Q fever, caused by the bacterium Coxiella burnetti, generally infects humans through inhalation with as few as 10 organisms capable of causing disease. C. burnetti has a high degree of resistance to treatment agents and can remain infectious in contaminated soils for years. Due to its highly infectious nature, the Centers for Disease Control and Prevention has listed C. burnetti as a potential weapon of mass destruction reinforcing the need for a safe and effective vaccine. There is currently no licensed vaccine available in the U.S.

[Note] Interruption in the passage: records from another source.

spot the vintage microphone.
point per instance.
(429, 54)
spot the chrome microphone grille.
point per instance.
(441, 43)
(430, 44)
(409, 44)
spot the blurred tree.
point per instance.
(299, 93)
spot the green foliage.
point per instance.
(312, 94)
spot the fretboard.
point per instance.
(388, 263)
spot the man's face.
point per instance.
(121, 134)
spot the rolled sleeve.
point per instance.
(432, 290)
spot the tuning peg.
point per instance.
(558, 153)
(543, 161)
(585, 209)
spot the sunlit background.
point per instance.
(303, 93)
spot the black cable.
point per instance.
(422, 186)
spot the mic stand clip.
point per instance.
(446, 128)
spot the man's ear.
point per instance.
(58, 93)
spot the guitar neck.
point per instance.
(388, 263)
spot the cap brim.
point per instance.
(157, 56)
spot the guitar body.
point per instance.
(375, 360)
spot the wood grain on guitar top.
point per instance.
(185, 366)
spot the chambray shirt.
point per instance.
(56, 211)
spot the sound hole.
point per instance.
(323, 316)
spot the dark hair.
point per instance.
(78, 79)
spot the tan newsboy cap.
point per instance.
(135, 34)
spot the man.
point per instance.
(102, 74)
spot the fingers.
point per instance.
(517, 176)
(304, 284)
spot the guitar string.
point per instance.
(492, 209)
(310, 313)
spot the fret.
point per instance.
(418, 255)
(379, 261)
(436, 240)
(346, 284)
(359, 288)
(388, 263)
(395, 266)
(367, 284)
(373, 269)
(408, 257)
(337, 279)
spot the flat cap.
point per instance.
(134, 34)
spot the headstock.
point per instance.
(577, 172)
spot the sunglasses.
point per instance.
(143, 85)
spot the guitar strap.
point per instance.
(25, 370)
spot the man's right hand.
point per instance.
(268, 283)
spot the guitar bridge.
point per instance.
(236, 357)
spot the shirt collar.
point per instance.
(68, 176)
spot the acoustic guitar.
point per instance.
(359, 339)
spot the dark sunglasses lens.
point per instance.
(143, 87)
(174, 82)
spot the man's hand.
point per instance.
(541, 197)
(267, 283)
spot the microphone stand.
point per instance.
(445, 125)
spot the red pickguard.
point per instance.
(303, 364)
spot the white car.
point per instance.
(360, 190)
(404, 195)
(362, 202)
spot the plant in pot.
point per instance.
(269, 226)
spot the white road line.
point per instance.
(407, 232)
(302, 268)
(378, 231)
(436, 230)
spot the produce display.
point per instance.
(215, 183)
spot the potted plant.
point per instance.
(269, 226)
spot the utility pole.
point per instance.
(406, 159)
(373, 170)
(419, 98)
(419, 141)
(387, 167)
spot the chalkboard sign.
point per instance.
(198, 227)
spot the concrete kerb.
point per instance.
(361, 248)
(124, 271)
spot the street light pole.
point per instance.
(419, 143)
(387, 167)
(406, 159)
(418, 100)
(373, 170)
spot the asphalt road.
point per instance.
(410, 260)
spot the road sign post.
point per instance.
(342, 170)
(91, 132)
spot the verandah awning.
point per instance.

In the study select guinea pigs received a killed whole-cell Q fever vaccine after which all were infected with C. burnetti through inhalation of small-particle aerosols and evaluated 28 days postinfection. Noted clinical signs included fever, weight loss, respiratory difficulty and death with the degree and duration of response correlating with the dose of organism delivered. Those guinea pigs vaccinated prior to challenge with the highest dose of C. burnetti did not develop fever and were protected against lethal infection.
"The guinea pig aerosol challenge model presented here mimics both the clinical and pathologic changes seen in human acute Q fever and Q fever pneumonia cases and will provide an accurate and valuable tool for the study of the general pathogenesis of C. burnetti infection, for vaccine assessment, and for evaluations of host immune responses," say the researchers.
(K.E. Russell-Lodrigue, G.Q. Zhang, D.N. McMurray, J.E. Samuel. 2006. Clinical and pathological changes in a guinea pig aerosol challenge model of acute Q fever. Infection and Immunity, 74. 11: 6085-6091.)